2

I have a relatively large NumPy array (nearly 300k rows and 20+ columns, though most values are 0) for which I need to compute a distance matrix using scikit-learn's pairwise_distances function.

Unfortunately, this process runs into a memory error unless I convert the input array to a sparse matrix. SciPy offers many sparse matrix classes and I do not know which one is best for this particular situation.

I found an SO answer that favors CSR or CSC, but I am unclear which one would be best to compute a distance matrix. Any suggestions are welcome!

Community
  • 1
  • 1
Gyan Veda
  • 6,309
  • 11
  • 41
  • 66
  • A distance matrix isn't sparse. Well, I suppose it could be sparse if you have a lot of duplicate points, but that is very rarely ever the case. – jme Dec 01 '14 at 19:38
  • The input array, not the distance matrix, is the one that I want to transform to a sparse matrix. – Gyan Veda Dec 01 '14 at 19:41
  • Ah, I see. But even then, the resulting distance matrix will have `n` choose 2 entries, which (for `n`=300,000) most certainly won't fit into memory.
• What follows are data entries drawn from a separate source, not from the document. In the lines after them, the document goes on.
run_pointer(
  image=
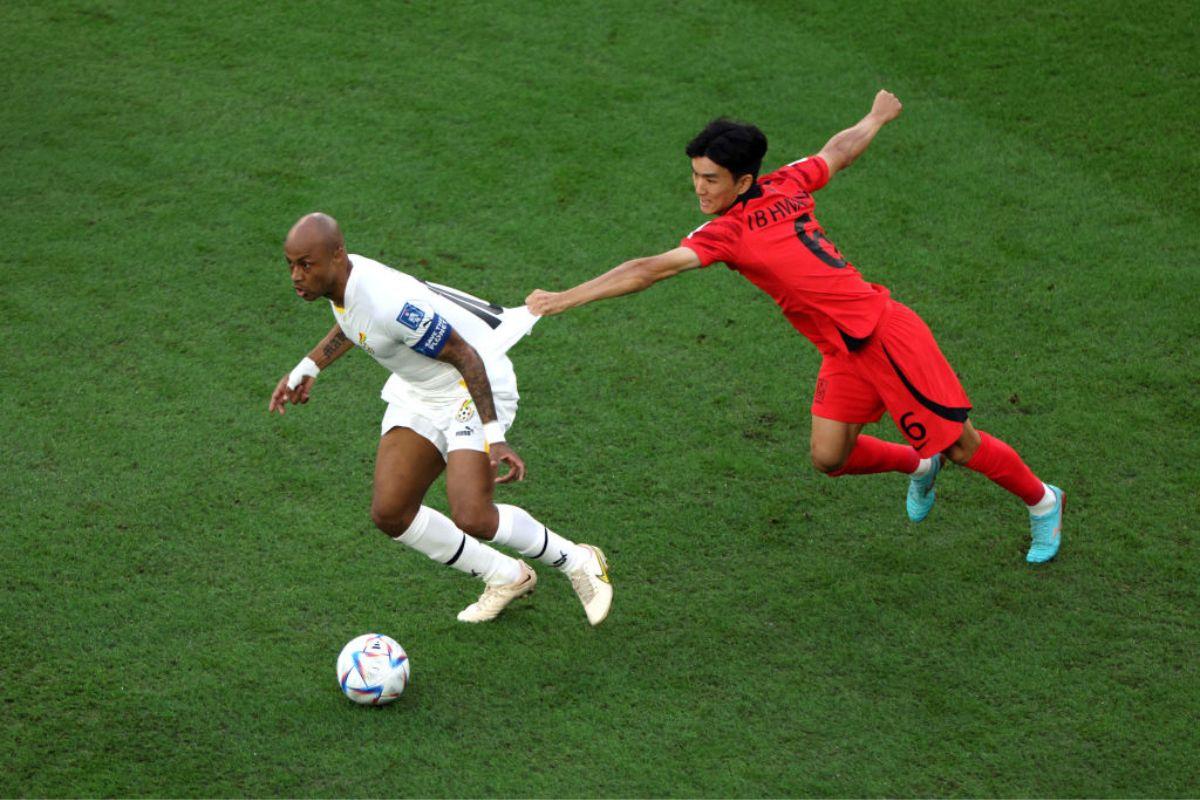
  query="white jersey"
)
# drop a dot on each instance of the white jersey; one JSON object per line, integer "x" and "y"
{"x": 403, "y": 324}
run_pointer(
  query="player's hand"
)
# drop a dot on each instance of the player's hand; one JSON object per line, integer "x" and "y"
{"x": 282, "y": 395}
{"x": 886, "y": 106}
{"x": 544, "y": 304}
{"x": 502, "y": 452}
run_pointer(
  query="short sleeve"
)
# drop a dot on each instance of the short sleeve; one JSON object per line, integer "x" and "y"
{"x": 420, "y": 328}
{"x": 713, "y": 241}
{"x": 808, "y": 174}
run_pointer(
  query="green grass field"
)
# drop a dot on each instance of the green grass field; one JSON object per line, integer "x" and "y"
{"x": 180, "y": 570}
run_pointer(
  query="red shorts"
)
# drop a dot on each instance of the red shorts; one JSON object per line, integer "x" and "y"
{"x": 899, "y": 370}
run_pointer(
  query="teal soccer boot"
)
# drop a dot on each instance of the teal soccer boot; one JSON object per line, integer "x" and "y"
{"x": 1047, "y": 530}
{"x": 922, "y": 493}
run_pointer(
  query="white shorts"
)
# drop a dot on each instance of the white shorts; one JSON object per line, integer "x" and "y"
{"x": 450, "y": 422}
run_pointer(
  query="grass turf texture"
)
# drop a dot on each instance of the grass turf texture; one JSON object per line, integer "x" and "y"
{"x": 180, "y": 570}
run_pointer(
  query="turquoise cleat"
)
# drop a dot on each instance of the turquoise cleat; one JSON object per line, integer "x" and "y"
{"x": 1047, "y": 530}
{"x": 922, "y": 493}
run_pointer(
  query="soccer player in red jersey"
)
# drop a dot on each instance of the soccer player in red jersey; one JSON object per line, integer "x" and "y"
{"x": 877, "y": 353}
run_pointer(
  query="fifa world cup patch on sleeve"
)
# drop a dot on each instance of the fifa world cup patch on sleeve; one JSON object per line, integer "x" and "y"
{"x": 411, "y": 316}
{"x": 436, "y": 337}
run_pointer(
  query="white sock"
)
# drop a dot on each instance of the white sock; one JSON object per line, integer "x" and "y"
{"x": 433, "y": 534}
{"x": 1047, "y": 504}
{"x": 923, "y": 467}
{"x": 517, "y": 529}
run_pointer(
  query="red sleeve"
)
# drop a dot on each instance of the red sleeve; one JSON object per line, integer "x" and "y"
{"x": 809, "y": 174}
{"x": 713, "y": 241}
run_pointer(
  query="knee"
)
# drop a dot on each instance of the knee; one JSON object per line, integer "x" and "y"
{"x": 393, "y": 518}
{"x": 963, "y": 450}
{"x": 480, "y": 521}
{"x": 827, "y": 459}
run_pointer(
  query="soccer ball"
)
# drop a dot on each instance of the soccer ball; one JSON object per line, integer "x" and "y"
{"x": 372, "y": 669}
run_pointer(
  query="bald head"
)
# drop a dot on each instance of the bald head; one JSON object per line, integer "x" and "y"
{"x": 315, "y": 230}
{"x": 317, "y": 259}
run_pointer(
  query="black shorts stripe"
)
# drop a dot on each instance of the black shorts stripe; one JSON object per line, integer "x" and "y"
{"x": 545, "y": 541}
{"x": 461, "y": 546}
{"x": 945, "y": 411}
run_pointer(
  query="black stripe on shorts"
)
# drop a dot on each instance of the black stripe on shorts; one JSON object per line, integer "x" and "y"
{"x": 945, "y": 411}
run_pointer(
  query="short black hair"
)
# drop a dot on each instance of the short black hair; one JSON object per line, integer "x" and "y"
{"x": 737, "y": 146}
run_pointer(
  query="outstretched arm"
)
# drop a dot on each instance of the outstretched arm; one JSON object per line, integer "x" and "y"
{"x": 624, "y": 278}
{"x": 844, "y": 148}
{"x": 294, "y": 386}
{"x": 459, "y": 353}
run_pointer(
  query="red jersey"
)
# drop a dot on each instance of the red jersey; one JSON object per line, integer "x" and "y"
{"x": 771, "y": 236}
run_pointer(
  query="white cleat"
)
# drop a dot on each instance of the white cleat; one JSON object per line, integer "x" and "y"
{"x": 593, "y": 587}
{"x": 497, "y": 597}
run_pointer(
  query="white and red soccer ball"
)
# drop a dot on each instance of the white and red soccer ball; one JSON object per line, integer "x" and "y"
{"x": 372, "y": 669}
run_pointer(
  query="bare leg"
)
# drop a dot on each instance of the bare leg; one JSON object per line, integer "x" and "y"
{"x": 831, "y": 443}
{"x": 469, "y": 488}
{"x": 406, "y": 464}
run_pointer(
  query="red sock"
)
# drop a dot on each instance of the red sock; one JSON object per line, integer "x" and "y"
{"x": 871, "y": 455}
{"x": 1001, "y": 463}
So converting the input array to a sparse array won't help much, I think. – jme Dec 01 '14 at 19:44
  • If you want to want to compute statistics over the pairwise distances, it might not make sense to keep the entire array in memory anyways. What are you doing with this matrix? – Hooked Dec 01 '14 at 19:51
  • The distance matrix will be an input to scikit-learn's `silhouette_score` function, which evaluates a clustering solution. I precompute the distance matrix because `pairwise_distances` can be parallelized, whereas `silhouette_score`, which computes a distance matrix in the background, cannot. – Gyan Veda Dec 01 '14 at 19:54

1 Answers1

2

CSR is ordered by rows, CSC is ordered by columns. So accessing rows would be faster with CSR and accessing columns would be faster using CSC. Since sklearn.metrics.pairwise.pairwise_distances uses as input, X, where the rows are instances and columns are attributes, it will be accessing rows from the sparse matrix. Hence it might be more efficient to use CSR.

Sid
  • 5,662
  • 2
  • 15
  • 18